Cuba is one society outside of Africa that has been forced to develop the medical and biosafety capabilities after the outbreak of Dengue fever in 1977. We now know from the new book, Back Channel to Cuba, that Henry Kissinger had organized a plan to ‘smash’ Cuba. (xiv) This was because Kissinger was angry about the Cuban intervention in Angola in 1975-1976 to beat back the racist South African Incursion into Angola. Henry Kissinger who had overseen the authorship of the National Security Memorandum 39 of 1969 which predicted that whites were destined to stay and rule in Southern Africa was upset that a small island committed to an alternative mode of economic organization could ruin his plans for Africa. It was reported in the recent New York Times article that in the discussions between Henry Kissinger (then Secretary of State) and President Gerald Ford, Mr. Kissinger used “language about doing harm to Cuba that is pretty quintessentially aggressive.” (xv)

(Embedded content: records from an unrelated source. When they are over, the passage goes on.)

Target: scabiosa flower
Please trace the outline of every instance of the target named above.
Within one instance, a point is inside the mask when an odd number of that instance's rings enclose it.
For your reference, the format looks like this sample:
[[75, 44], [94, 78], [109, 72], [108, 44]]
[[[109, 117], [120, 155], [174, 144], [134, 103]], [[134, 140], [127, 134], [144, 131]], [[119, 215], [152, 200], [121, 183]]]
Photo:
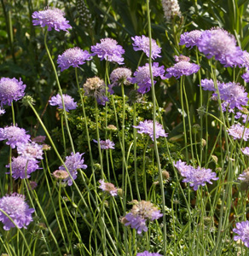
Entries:
[[17, 143], [17, 153], [27, 160], [43, 159], [43, 145], [34, 142], [31, 143]]
[[[29, 208], [28, 204], [25, 201], [25, 195], [17, 193], [2, 197], [0, 209], [12, 218], [19, 229], [26, 229], [26, 225], [32, 221], [32, 213], [35, 212], [35, 209]], [[4, 230], [9, 230], [15, 227], [9, 217], [2, 212], [0, 212], [0, 221], [4, 224]]]
[[[68, 112], [69, 110], [75, 109], [78, 106], [77, 103], [73, 102], [73, 98], [67, 95], [62, 94], [65, 110]], [[60, 94], [57, 94], [55, 96], [52, 96], [51, 100], [49, 101], [51, 106], [59, 106], [58, 108], [63, 109], [61, 96]]]
[[[96, 140], [93, 140], [96, 143], [98, 143]], [[109, 139], [106, 141], [100, 141], [101, 149], [114, 149], [115, 143], [111, 142]]]
[[118, 67], [111, 73], [110, 80], [112, 84], [108, 86], [108, 91], [113, 94], [113, 86], [119, 86], [121, 84], [124, 85], [131, 84], [131, 71], [126, 67]]
[[3, 105], [11, 106], [13, 101], [21, 99], [25, 95], [26, 84], [20, 79], [2, 78], [0, 79], [0, 102]]
[[197, 43], [197, 47], [208, 59], [214, 56], [224, 67], [243, 64], [243, 51], [236, 46], [235, 37], [221, 28], [203, 32], [201, 38]]
[[112, 38], [101, 39], [101, 43], [91, 46], [92, 55], [97, 55], [101, 61], [106, 60], [111, 62], [117, 62], [121, 65], [124, 64], [124, 58], [122, 55], [124, 49], [118, 42]]
[[[136, 36], [135, 38], [131, 38], [131, 39], [134, 41], [132, 44], [134, 50], [142, 50], [149, 57], [149, 38]], [[160, 57], [160, 52], [161, 48], [157, 45], [154, 39], [151, 39], [151, 58], [154, 60], [157, 57]]]
[[[72, 177], [74, 179], [77, 178], [77, 169], [86, 169], [87, 166], [84, 165], [84, 158], [82, 157], [83, 154], [79, 154], [78, 152], [73, 154], [71, 153], [71, 155], [66, 156], [65, 166], [67, 166], [68, 172], [70, 172]], [[61, 166], [59, 170], [67, 171], [64, 166]], [[64, 179], [64, 181], [67, 181], [68, 186], [72, 186], [72, 180], [70, 177]]]
[[246, 247], [249, 247], [249, 221], [241, 221], [236, 223], [236, 228], [233, 229], [234, 233], [237, 233], [238, 236], [234, 236], [235, 241], [240, 239]]
[[58, 56], [57, 63], [61, 71], [67, 69], [69, 67], [79, 67], [86, 61], [91, 60], [91, 55], [87, 50], [83, 50], [78, 47], [66, 49], [61, 55]]
[[243, 140], [246, 142], [249, 138], [249, 129], [240, 124], [233, 125], [228, 129], [228, 132], [235, 140], [243, 138]]
[[113, 183], [105, 183], [103, 179], [99, 180], [99, 183], [102, 191], [109, 193], [112, 196], [118, 195], [118, 189]]
[[83, 89], [84, 95], [95, 97], [98, 104], [104, 106], [108, 102], [108, 98], [106, 96], [105, 82], [100, 78], [87, 79], [86, 82], [83, 84]]
[[185, 75], [189, 76], [194, 73], [197, 73], [200, 69], [200, 66], [194, 63], [190, 63], [185, 56], [175, 56], [175, 60], [178, 61], [173, 67], [166, 69], [168, 73], [165, 74], [165, 78], [170, 79], [174, 76], [177, 79]]
[[[22, 155], [16, 158], [13, 157], [11, 162], [12, 177], [14, 179], [30, 177], [32, 172], [39, 169], [38, 163], [38, 160], [28, 160]], [[6, 167], [10, 168], [10, 165], [7, 165]], [[6, 173], [9, 174], [10, 172]]]
[[202, 32], [200, 30], [193, 30], [191, 32], [184, 32], [180, 38], [180, 45], [185, 44], [186, 47], [192, 49], [195, 46], [201, 37]]
[[[153, 141], [153, 120], [144, 120], [143, 122], [141, 121], [137, 126], [133, 126], [134, 128], [140, 129], [137, 131], [138, 133], [145, 133], [148, 134], [151, 139]], [[165, 133], [165, 130], [163, 129], [163, 125], [158, 122], [155, 122], [155, 135], [156, 138], [159, 137], [167, 137], [168, 134]]]
[[51, 31], [54, 27], [56, 31], [67, 31], [72, 26], [69, 21], [64, 17], [65, 14], [57, 8], [46, 9], [42, 11], [34, 12], [32, 14], [33, 26], [48, 26], [48, 31]]
[[7, 140], [6, 144], [14, 148], [17, 143], [27, 143], [30, 141], [30, 135], [26, 131], [14, 125], [0, 128], [0, 141]]
[[125, 226], [130, 225], [131, 229], [136, 229], [137, 234], [147, 231], [146, 221], [153, 221], [163, 216], [160, 211], [153, 207], [150, 201], [136, 201], [133, 205], [130, 212], [127, 213], [123, 222]]
[[[152, 65], [152, 73], [153, 76], [155, 77], [160, 77], [161, 79], [165, 79], [165, 69], [164, 66], [159, 67], [158, 62], [154, 62]], [[135, 78], [131, 79], [132, 83], [137, 84], [139, 88], [137, 89], [137, 91], [144, 94], [146, 92], [148, 92], [151, 88], [151, 78], [150, 78], [150, 73], [149, 73], [149, 65], [148, 63], [145, 64], [145, 66], [138, 67], [137, 71], [134, 73]], [[155, 84], [156, 81], [153, 81]]]

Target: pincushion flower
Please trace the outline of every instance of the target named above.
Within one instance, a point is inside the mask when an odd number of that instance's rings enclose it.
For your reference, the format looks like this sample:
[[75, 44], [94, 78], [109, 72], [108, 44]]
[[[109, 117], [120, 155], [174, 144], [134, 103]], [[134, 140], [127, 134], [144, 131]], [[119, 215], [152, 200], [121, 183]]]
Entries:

The Cubans have exposed that the experiences of Dengue fever which broke out in Cuba in 1977 was linked to biological warfare by the US government. This has been corroborated by press reports from the United States based media organizations. At that time the United States government blocked efforts by the Cuban government to purchase fumigators and chemicals to control the dengue spread.

As a small island, Cuba has been able to develop quarantine measures but more importantly develop the scientific capacity to research the root of outbreaks such as Dengue.

The African Union and ECOWAS must take the lead to respond to this lethal virus

In August the President of the USA called the First US Africa Summit in Washington. Although the Ebola pandemic was already killing more persons than the four episodes discussed in the website of the CDC, the White House was not focused on the devastation that was being wrought on West Africa. In Africa, Ebola has exposed the porousness of the so called borders. 

The African Union has so far failed to take the lead in mobilizing to fight this pandemic. Does the African Union have in place any kind of bioshield preparation? 

At the time of the outbreak of the HIV AIDS pandemic it was significant that western pharmaceuticals placed their profits before human lives. It took the massive organizing of a grassroots movement such as the Treatment Action Campaign (TAC) of South Africa to pressure the pharmaceuticals to allow for the production of generic drugs to treat AIDS patients in Africa. This TAC campaign influenced the cooperation between India, Brazil and South Africa which later merged into BRICS.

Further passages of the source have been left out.